Cheryl adds “It was so simple yet sophisticated and the price was right. We had looked at the big boys in past and said ‘No Thanks.’ We considered our general ledger vendor, Datatel, but it was too cumbersome. I think about my users and the difficult time they have. I liken it to the analogy of Turbo-Tax. I use Turbo-Tax and it really resonated with me. Department heads don’t have to have a sophisticated financial brain to use this. Plus, we never want to sacrifice the practicality of the application for the purity of the architecture.”

Asked if she had any concerns about XLerant, Cheryl responded; “Yes. It was a young company. But we were okay with that. We believed in the product and the vision. That was it.”

The Implementation

Northwood’s IT department stress tested BudgetPak’s performance, arranging to have multiple users all work on the system simultaneously. BudgetPak passed the test with flying colors.

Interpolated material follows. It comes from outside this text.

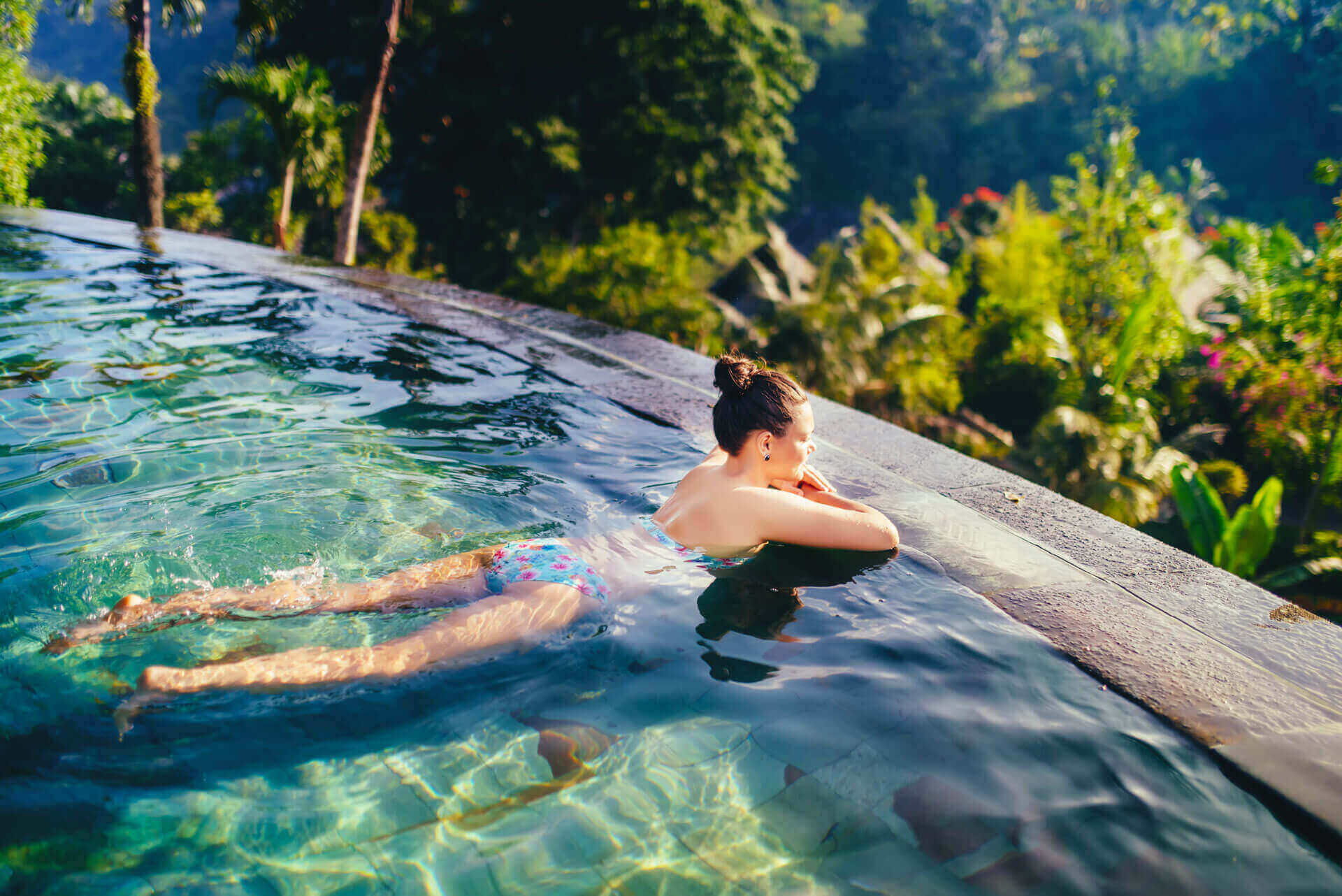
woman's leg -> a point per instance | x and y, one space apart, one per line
521 611
431 584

“The implementation went very well and was even better than we expected. We have 110 budget managers and got zero complaints. And we had minimal IT involvement. Our users amazed me in the way they solved problems. All of the ‘what-ifs’ and projects were all done on time. It was amazing. And we used the on line training videos as well. The reference manual provided my users all that they needed. Cheryl went on to explain, “We even got positive emails on the system. The CFO got positive comments about the new budget system and that made him feel good. Our users were really accepting and there was no pushback at all.”

“One of my colleagues became the back up person for BudgetPak; and learned everything they needed to know, even though they never went through formal training. This was really great,” adds Cheryl. “XLerant is responsive to any and all questions that we had. The support was fabulous.”

The Solution

Northwood University produces several variations of their budget because they cannot be sure what final enrollments are going to be. BudgetPak’s “What-If” feature makes it easy to model different scenarios and keep the figures separate. Forecasting used to be done by just Cheryl, now her users are moving in the direction of managing their own monthly forecasts.

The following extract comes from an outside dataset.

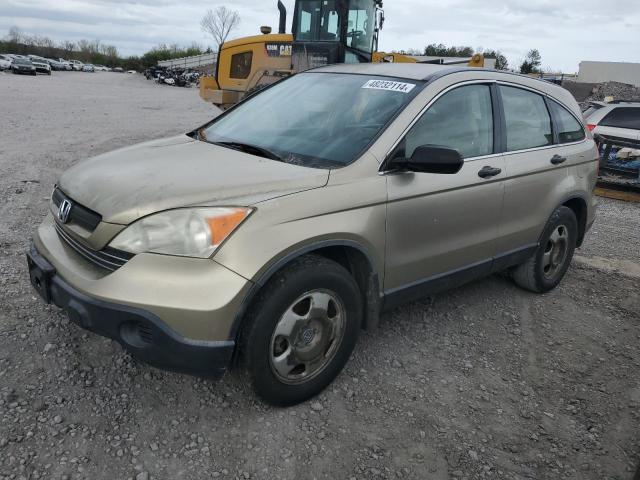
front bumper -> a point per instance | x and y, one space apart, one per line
138 331
186 306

Cheryl adds, “Salary planning is great. I love that. We used to do salaries off-line. This is so much better. I was able to cut $200k using salary planning.” Because the budget managers now have an annotation feature, she now understands the reasons for the numbers she sees and her budget managers are more accountable.

Northwood is taking steps toward using BudgetPak as its reporting tool. “Because of the way the account structure is set up, we get better and more flexible reporting. We will stop using Datatel for reporting because BudgetPak is much easier.” She adds “Don’t worry about which GL you use. The integration with BudgetPak is all seamless regardless of which transactional systems you use.”

Cheryl recommends talking to other customers early in the evaluation process. “We all have similar challenges and questions. When one of us goes through an evaluation and an implementation, we should all take advantage of that. Don’t wait until the end of the buying process to talk to other customers. Institutions can be much smarter if they take this step earlier in the evaluation process.”

Finally, Cheryl says “Don’t be reluctant to change. Think about your users. Look at this through a user lens, not just a finance lens. They complimented us on BudgetPak. That never happened before.”